ROCKVILLE, Md. (ABC7) — A former NSA division chief and self-described Desert Storm war hero has been sentenced to 12 years in prison for beating his adopted son to death.
Brian O’Callaghan, 38, of Damascus, issued an emotional apology with a cracked voice, saying, in part:
"There never should have been a place for Madoc to be in a room alone with me... I robbed him of his life... I wonder if even God can forgive me."
In October 2013, O’Callaghan and his wife Jennifer adopted Madoc from Korea. It was a long and drawn out process, as many adoptions are.
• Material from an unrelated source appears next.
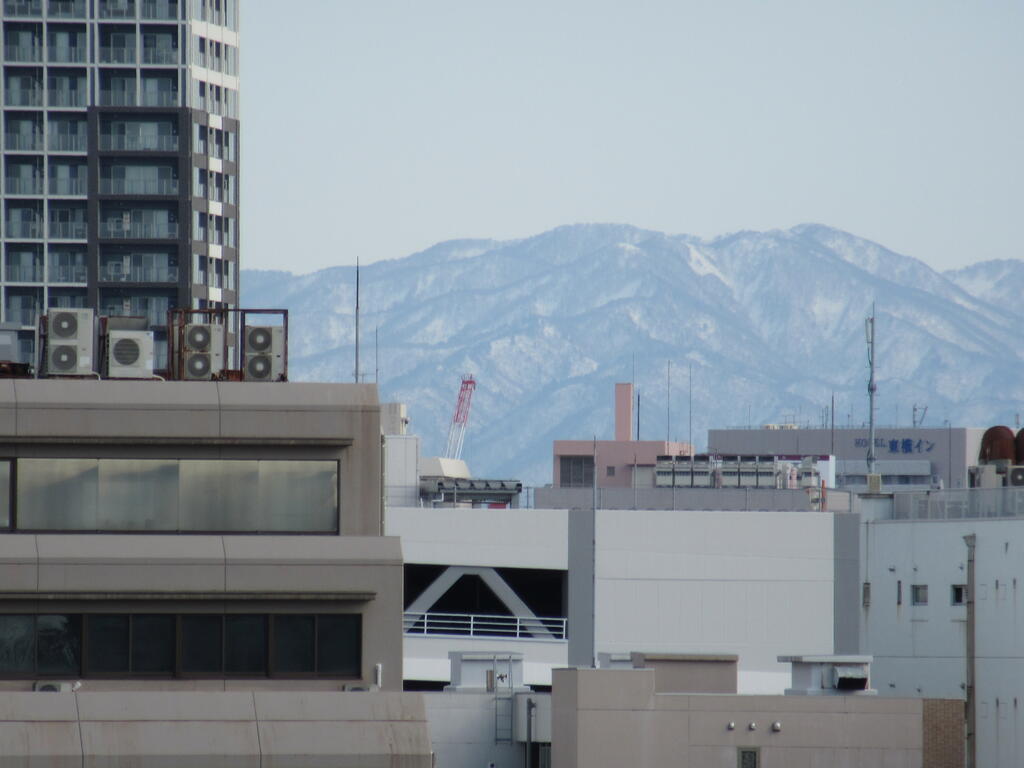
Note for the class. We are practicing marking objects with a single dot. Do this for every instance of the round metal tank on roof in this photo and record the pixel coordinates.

Madoc made an instant bond with Jennifer, but struggled to connect with O’Callaghan. Nevertheless, the two were left alone on January 31. By February 1, 2014, O’Callaghan arrived at the Adventist HealthCare Germantown Emergency Center. Madoc was unresponsive and in medical distress. He died days later at Children’s National Medical Center in D.C. An autopsy determined his injuries to include a severe skull fracture, hemorrhaged brain and eyes, plus trauma to the scrotum.
In November 2015, O’Callaghan pleaded guilty to one count of First Degree Child Abuse Resulting In Death, claiming he killed little Madoc during a posttraumatic stress disorder (PSTD) episode at the family’s two-story Damascus home.
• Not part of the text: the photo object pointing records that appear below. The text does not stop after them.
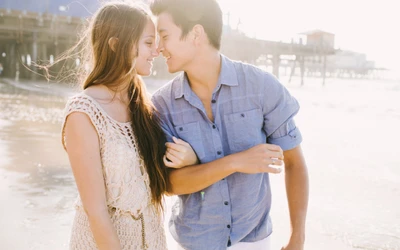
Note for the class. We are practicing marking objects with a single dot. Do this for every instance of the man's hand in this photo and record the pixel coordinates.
(263, 158)
(179, 154)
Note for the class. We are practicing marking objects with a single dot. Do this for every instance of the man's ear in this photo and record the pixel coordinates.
(198, 32)
(112, 42)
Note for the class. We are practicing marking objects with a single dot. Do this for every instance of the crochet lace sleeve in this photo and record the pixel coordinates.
(84, 105)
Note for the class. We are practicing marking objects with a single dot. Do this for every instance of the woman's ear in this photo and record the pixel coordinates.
(112, 42)
(198, 32)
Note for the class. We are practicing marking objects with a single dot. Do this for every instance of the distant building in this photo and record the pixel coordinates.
(319, 38)
(75, 8)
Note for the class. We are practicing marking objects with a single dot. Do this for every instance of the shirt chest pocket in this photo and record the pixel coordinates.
(191, 133)
(244, 129)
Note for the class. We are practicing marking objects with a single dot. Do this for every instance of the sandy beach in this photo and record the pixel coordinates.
(351, 143)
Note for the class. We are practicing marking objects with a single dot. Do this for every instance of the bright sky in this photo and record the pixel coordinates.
(366, 26)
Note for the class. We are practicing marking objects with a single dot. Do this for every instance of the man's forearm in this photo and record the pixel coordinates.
(296, 177)
(197, 177)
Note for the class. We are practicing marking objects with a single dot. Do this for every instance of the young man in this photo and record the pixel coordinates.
(239, 121)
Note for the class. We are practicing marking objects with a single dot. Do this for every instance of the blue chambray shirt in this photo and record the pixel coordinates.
(250, 107)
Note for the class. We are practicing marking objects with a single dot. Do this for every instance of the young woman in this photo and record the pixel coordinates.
(114, 140)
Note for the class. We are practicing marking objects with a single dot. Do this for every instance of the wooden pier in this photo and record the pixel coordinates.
(27, 37)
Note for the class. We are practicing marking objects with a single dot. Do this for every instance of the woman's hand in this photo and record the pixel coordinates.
(179, 154)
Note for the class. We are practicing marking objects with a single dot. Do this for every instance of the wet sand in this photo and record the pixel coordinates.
(351, 143)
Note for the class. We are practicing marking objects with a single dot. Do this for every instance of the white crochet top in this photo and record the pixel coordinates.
(126, 179)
During sentencing in Montgomery County Circuit Court, O’Callaghan’s defense team called a number of witnesses to the stand, in hopes of shaving time off his potential prison sentence. Among the list of witnesses: a wounded warrior counselor, National Security Agency (NSA) chaplain and renowned neurologist.
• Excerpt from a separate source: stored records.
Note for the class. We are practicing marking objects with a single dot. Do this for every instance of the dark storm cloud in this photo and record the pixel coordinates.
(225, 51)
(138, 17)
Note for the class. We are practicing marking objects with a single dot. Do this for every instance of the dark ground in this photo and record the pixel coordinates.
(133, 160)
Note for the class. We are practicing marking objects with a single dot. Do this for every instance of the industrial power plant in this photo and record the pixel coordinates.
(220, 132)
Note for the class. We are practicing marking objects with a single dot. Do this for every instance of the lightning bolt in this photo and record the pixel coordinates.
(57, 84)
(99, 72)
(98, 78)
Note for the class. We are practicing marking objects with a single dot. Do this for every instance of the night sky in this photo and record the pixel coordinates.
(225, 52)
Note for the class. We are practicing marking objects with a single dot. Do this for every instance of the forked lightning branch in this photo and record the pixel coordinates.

The neurologist, which the defense paid $350 an hour, testified that O’Callaghan’s PTSD, a change in his therapy and medication, plus possible exposure to steroids created the perfect storm, allowing him to snap at any moment.
Following nearly six hours of proceedings, a judge issued the 12-year-sentence. After factoring in time served and Maryland parole benefits, O’Callaghan could be eligible for release in as few as five years.
Following his prison term, O’Callaghan will be on probation for three years. Should he violate the terms of his probation, a judge could tack on an additional eight-year sentence.